A United Launch Alliance Delta 4 rocket boosted a $426 million military communications satellite into orbit Wednesday, the latest -- and most powerful -- in a multi-billion-dollar network that provides high-bandwidth data and video relay for pilots, drone operators, soldiers, sailors and allied military forces around the world.
The Boeing-built satellite, the eighth of 10 Wideband Global SATCOM, or WGS, communications stations, features 90 percent more bandwidth -- up to 11 gigabits per second -- than previous satellites in the series, which already were the most powerful relay stations operated by the military.
“The information age has resulted in an explosion of communications demand capability for everyone globally,” Rico Attanasio, director of Boeing’s military comsat programs, told reporters before launch. “And for our armed forces and DOD users, wideband communications is vitally important to executing missions that defend and protect the people of the United States and our interests.
“More and more, WGS is called upon to deliver reliable, high-data-rate communications anywhere in the world, sometimes in contested environments.”
The WGS 8 mission got underway at 6:53 p.m. EST (GMT-5) when the Delta 4’s hydrogen-fueled RS-68A first-stage engine fired up, followed moments later by ignition of four strap-on solid-fuel boosters.
Generating a combined 1.8 million pounds of thrust, the 217-foot-tall rocket smoothly climbed away from launch complex 37 at the Cape Canaveral Air Force Station, lighting up the evening sky with a brilliant jet of exhaust as it consumed its first-stage load of propellants, shed weight and quickly accelerated.
The strap-on boosters burned out and and were jettisoned about one minute and 42 seconds after liftoff and the Aerojet Rocketdyne first stage engine shut down as planned just under four minutes into flight.
The spent first stage then fell away and the second stage RL10B-2 engine ignited and fired for another 15-and-a-half minutes to put the vehicle and its satellite payload into a preliminary elliptical orbit.
A second three-minute burn fine-tuned the initial orbit and 42 minutes after liftoff, the 13,000-pound Wideband Global Satcom 8 satellite was released into a so-called “super-synchronous” transfer orbit with a low point of around 270 miles and a predicted high point of about 27,600 miles.
Over the next several weeks, small on-board thrusters will be used to raise the low point of the transfer orbit, putting the relay station into an operational altitude 22,300 miles above the equator.
In such “geosynchronous” orbits, satellites take 24 hours to complete one trip around the planet and appear to hang stationary in the sky as Earth rotates, allowing anyone within line of sight to communicate with the spacecraft or receive video or data.
Once in its final orbit, Boeing engineers will spend several weeks checking out and testing the relay station and maneuvering it to a classified position before turning it over to the Pentagon for normal operations.

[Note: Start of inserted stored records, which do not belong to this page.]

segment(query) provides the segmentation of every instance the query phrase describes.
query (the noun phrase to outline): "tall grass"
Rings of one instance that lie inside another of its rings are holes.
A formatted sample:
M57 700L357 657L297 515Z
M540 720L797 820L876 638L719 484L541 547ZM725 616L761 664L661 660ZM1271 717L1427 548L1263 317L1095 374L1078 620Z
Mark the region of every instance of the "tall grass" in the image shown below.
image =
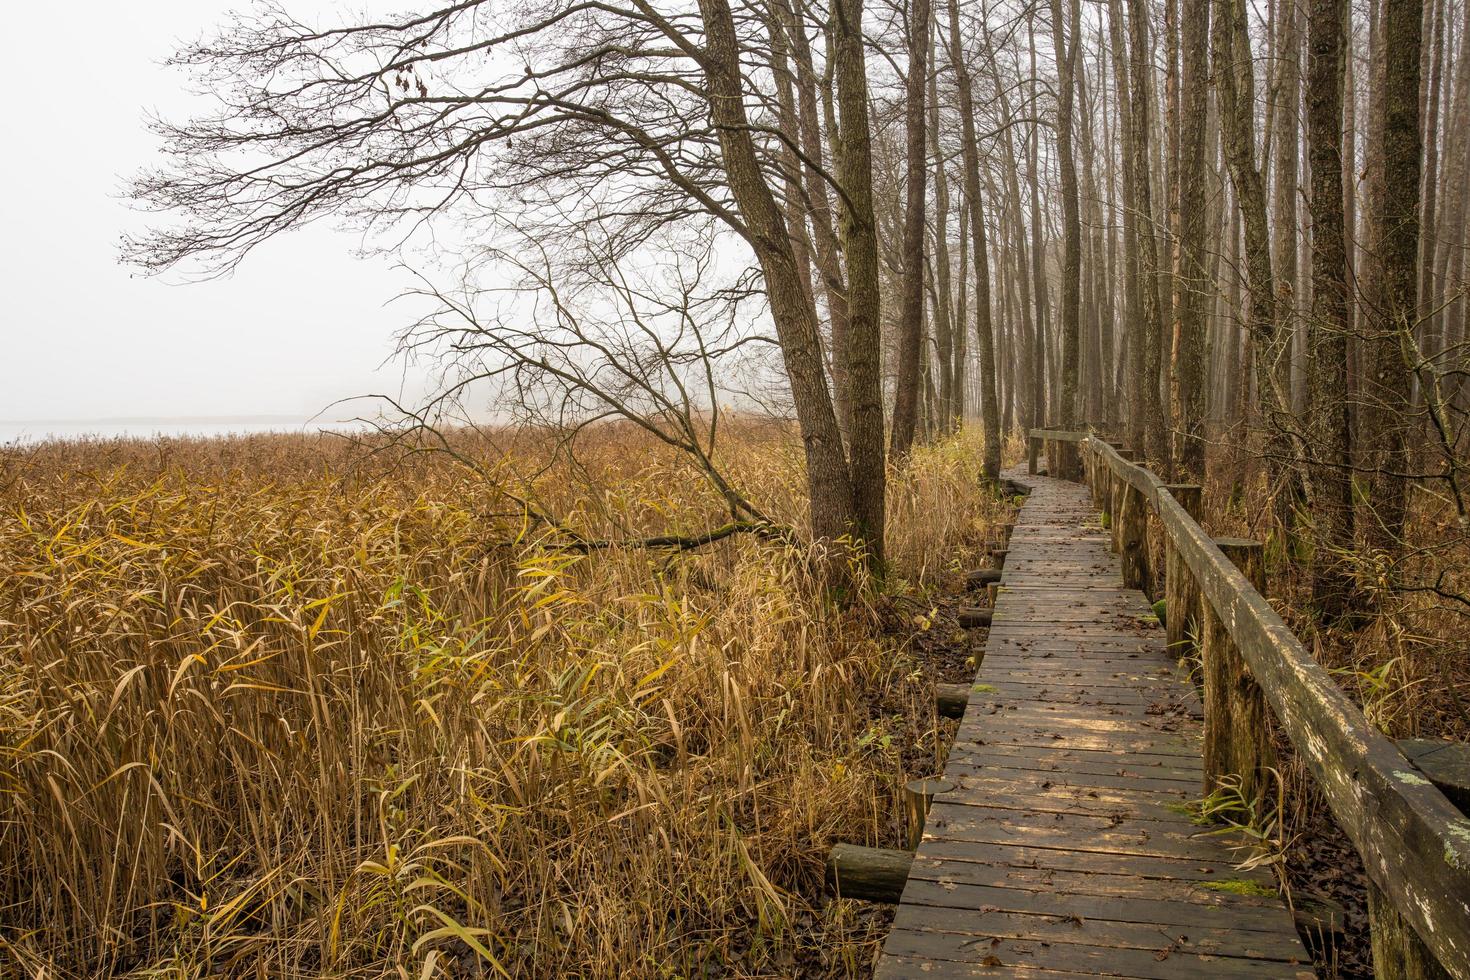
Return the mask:
M513 463L588 533L718 513L635 434L551 445ZM984 540L974 448L895 477L895 579ZM724 462L800 521L797 459ZM862 975L821 859L897 841L904 638L777 544L569 555L500 490L329 437L7 451L0 975Z
M1266 541L1272 604L1370 721L1395 737L1470 739L1467 610L1450 597L1470 592L1470 541L1456 528L1447 499L1411 488L1407 519L1399 529L1405 555L1392 576L1387 556L1362 547L1350 554L1312 555L1310 512L1298 515L1302 534L1289 540L1274 526L1265 467L1250 445L1219 450L1205 506L1211 533ZM1359 519L1371 519L1366 508ZM1355 622L1318 622L1311 596L1314 559L1336 562L1351 575L1358 592ZM1437 583L1447 595L1399 589L1391 578Z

WGS 8 is the eighth in a planned constellation of 10 communications stations that are replacing older Defense Satellite Communication System spacecraft.
The satellites are used by all branches of the U.S. military, along with the White House and the State Department. Australia, Canada, Denmark, the Netherlands, Luxembourg and New Zealand paid for two of the satellites in the fleet and are able to use the network in return.

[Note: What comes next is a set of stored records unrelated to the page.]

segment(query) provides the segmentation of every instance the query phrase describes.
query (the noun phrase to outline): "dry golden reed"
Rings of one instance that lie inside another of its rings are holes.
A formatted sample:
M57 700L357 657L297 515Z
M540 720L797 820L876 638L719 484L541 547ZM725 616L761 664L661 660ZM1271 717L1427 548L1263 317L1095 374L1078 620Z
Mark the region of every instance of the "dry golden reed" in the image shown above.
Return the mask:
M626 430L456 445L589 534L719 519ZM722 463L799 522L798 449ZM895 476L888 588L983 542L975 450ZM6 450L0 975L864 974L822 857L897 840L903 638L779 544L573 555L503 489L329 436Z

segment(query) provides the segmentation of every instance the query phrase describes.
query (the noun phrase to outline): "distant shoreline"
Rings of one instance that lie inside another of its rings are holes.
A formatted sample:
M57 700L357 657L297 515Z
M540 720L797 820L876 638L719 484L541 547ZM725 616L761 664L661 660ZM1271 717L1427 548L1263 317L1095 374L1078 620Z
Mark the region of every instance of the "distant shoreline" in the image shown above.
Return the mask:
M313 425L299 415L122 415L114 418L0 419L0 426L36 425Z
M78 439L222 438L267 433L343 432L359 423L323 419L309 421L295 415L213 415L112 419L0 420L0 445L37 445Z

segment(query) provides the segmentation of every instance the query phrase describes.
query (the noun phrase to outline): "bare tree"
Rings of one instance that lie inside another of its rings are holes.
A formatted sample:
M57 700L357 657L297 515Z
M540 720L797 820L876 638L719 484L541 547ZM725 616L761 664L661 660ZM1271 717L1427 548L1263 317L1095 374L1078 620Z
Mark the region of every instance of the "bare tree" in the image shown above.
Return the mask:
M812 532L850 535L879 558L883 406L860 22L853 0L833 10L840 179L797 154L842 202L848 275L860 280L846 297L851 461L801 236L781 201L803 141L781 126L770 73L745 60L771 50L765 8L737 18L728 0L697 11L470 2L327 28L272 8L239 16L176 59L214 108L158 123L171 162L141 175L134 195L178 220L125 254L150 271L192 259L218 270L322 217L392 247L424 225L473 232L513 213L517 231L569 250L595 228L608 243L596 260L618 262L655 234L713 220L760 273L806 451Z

Each WGS spacecraft has 10 times the capability of the older satellites and, starting with WGS-7, an additional 17 percent improvement in bandwidth thanks to operational changes. But WGS 8 ups the ante with 90 percent more bandwidth than earlier models, thanks to a high-tech router-like device known as a Wideband Digital Channelizer provided by IBM.
“The channelizer on WGS 8 essentially performs the same function as WGS-1 through 7,” Attanasio said. “It is a router in orbit. It basically takes radio frequency input from the ground, converts that to digital and then is able to route and move things around.”

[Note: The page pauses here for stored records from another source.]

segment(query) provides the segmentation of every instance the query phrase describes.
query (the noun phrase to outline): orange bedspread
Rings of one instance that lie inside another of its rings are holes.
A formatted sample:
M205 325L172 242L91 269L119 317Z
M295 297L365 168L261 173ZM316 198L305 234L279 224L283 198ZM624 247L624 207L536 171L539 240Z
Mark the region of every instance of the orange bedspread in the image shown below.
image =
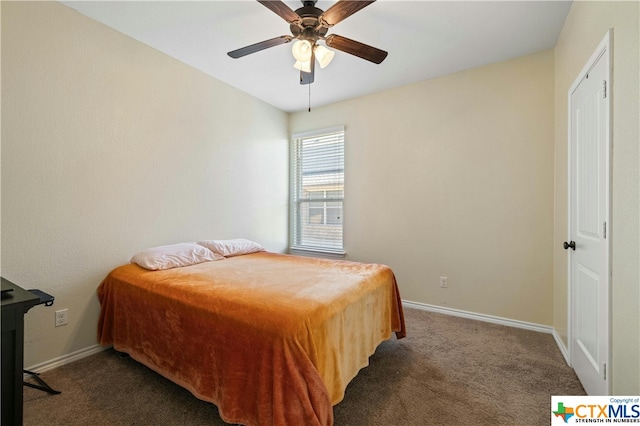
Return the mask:
M332 424L378 344L405 335L395 277L377 264L268 252L165 271L128 264L98 297L101 344L230 423Z

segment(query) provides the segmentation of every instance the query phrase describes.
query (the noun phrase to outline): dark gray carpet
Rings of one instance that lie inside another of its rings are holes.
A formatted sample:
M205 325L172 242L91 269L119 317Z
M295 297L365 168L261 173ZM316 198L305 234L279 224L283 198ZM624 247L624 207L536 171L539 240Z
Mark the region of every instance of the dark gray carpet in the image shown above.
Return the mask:
M553 337L405 308L334 407L336 425L548 425L551 395L584 395ZM24 388L24 425L224 425L216 407L108 350ZM295 425L298 426L298 425Z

Using a “computer on a chip” known as an application-specific integrated circuit, the new channelizer “improved our processing capability on board the spacecraft,” Attanasio said.
“We were able to open up more availability and routes of information through that router,” he said. “By opening up those additional routes, we provided additional flexibility and more available bandwidth to the user.”
The solar-powered satellite features eight steerable X-band beams and 10 Ka-band beams covering 19 independent coverage areas, along with full-Earth coverage in X-band.
The satellites handle a wide variety of communications chores ranging from relaying maps and data to soldiers in the field, to video from remotely piloted drones, voice calls and data messaging. They also relay email and television broadcasts to troops in the field.
“We’re simply making more bandwidth available and it will go to the users who are in that area,” said Charlotte Gerhart, WGS program manager for the Air Force. “There’s no specific user who is targeted, and there’s no specific area. Wherever WGS 8 is and whatever capacity is requested, the system will provide it.”
This was the 34th launch of a Delta 4 rocket since the current version of the booster began flying in 2002, all of them successful. Including the Atlas 5, ULA rockets have now flown 114 successful missions in a row. ULA, a partnership between Boeing and Lockheed Martin, was formed in December 2006.